CS194-26 | Amy Huang
[Auto]Stitching Photo Mosaics

Part 1: Image Warping & Mosaicing

Part 2: Feature Matching for Autostitching

Part 2: Overview

For this second part of the project, I will be following the project “Multi-Image Matching using Multi-Scale Oriented Patches” by Brown et al. in order to autostitch the images together in a mosaic.

Detecting corner features in an image

I used the spec's function get_harris_corners(im) and finds all the harris corners in my image. Here is what the output points are:

As you can see, there are too many points plotted, so we will be using Adaptive Non-Maximal Suppression ANMS(coords, h, cap=500)

Extract a feature descriptor for each point

featureDescriptor(im, coords) Now that we have the points, we will implement feature descriptor extraction. To do this, we use a Gaussian blur on a 40x40 window of that point, and we downsize it to an 8x8 square and normalize it.

Matching the feature descriptors between 2 images

featureMatch(d1, d2, threshold)Next, we use the dist2 function and the feature descriptors. I used a loop to look through every descriptor in image 1 and iamge 2, and comparing the features together. The dist2 method allows us to measure how closely 2 features in the different images match together

RANSAC

The next part of this project is to implement a robust method (RANSAC) to compute the best homography estimate. We do this by selecting a random sample of 4 points to compute the homography matrix, and then repeatedly doing this for a number of iterations, and computing the SSD of the distance to determine if it is an inlier to keep. Here are the results of all of these steps put together to automatically stitch image mosaics together!

[LEFT] Handpicked points || Autostitched [RIGHT]
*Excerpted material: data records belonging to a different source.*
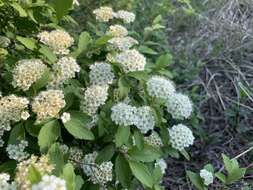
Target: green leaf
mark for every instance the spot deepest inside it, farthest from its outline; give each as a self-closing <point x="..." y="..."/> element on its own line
<point x="138" y="138"/>
<point x="34" y="175"/>
<point x="84" y="40"/>
<point x="79" y="182"/>
<point x="147" y="154"/>
<point x="56" y="158"/>
<point x="221" y="177"/>
<point x="76" y="127"/>
<point x="235" y="175"/>
<point x="48" y="53"/>
<point x="164" y="61"/>
<point x="43" y="81"/>
<point x="69" y="175"/>
<point x="21" y="11"/>
<point x="141" y="172"/>
<point x="17" y="133"/>
<point x="196" y="180"/>
<point x="105" y="154"/>
<point x="122" y="135"/>
<point x="48" y="134"/>
<point x="62" y="8"/>
<point x="123" y="172"/>
<point x="27" y="42"/>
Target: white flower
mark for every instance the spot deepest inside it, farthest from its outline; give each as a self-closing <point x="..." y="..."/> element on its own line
<point x="122" y="43"/>
<point x="179" y="106"/>
<point x="64" y="69"/>
<point x="17" y="152"/>
<point x="117" y="31"/>
<point x="160" y="87"/>
<point x="25" y="115"/>
<point x="131" y="60"/>
<point x="65" y="117"/>
<point x="50" y="183"/>
<point x="48" y="104"/>
<point x="104" y="14"/>
<point x="154" y="140"/>
<point x="180" y="137"/>
<point x="27" y="72"/>
<point x="145" y="120"/>
<point x="123" y="114"/>
<point x="206" y="176"/>
<point x="94" y="97"/>
<point x="58" y="40"/>
<point x="162" y="164"/>
<point x="101" y="74"/>
<point x="126" y="16"/>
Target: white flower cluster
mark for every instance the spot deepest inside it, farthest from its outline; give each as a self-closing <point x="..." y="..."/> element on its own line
<point x="27" y="72"/>
<point x="12" y="108"/>
<point x="126" y="115"/>
<point x="101" y="73"/>
<point x="117" y="31"/>
<point x="4" y="184"/>
<point x="123" y="114"/>
<point x="58" y="40"/>
<point x="179" y="106"/>
<point x="99" y="174"/>
<point x="17" y="152"/>
<point x="65" y="117"/>
<point x="160" y="87"/>
<point x="206" y="176"/>
<point x="94" y="97"/>
<point x="126" y="16"/>
<point x="104" y="14"/>
<point x="63" y="70"/>
<point x="48" y="104"/>
<point x="180" y="137"/>
<point x="131" y="60"/>
<point x="50" y="183"/>
<point x="145" y="120"/>
<point x="154" y="140"/>
<point x="22" y="170"/>
<point x="122" y="43"/>
<point x="162" y="164"/>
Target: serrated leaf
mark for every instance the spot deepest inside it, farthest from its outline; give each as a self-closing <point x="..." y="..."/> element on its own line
<point x="17" y="133"/>
<point x="62" y="8"/>
<point x="56" y="158"/>
<point x="196" y="180"/>
<point x="69" y="175"/>
<point x="123" y="172"/>
<point x="105" y="154"/>
<point x="48" y="53"/>
<point x="147" y="154"/>
<point x="77" y="128"/>
<point x="122" y="135"/>
<point x="141" y="172"/>
<point x="48" y="134"/>
<point x="27" y="42"/>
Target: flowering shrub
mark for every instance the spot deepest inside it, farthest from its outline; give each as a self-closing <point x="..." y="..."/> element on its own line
<point x="92" y="113"/>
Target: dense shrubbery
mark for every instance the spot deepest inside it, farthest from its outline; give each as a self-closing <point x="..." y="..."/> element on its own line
<point x="93" y="109"/>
As you can see, the autostitching has eliminated a lot of the blurriness from my hand-chosen points. Here are some more that I took of my room, and it was very easy to run the code to auto-stitch them together!

Coolest thing I learned: I loved doing this project since panorama is super interesting to me and it's so incredibly cool to be able to implement this and actually create panorama portraits without manually selecting the points. At first I thought this project would require more neural networks but I didn't think it would be much less complicated than I thought!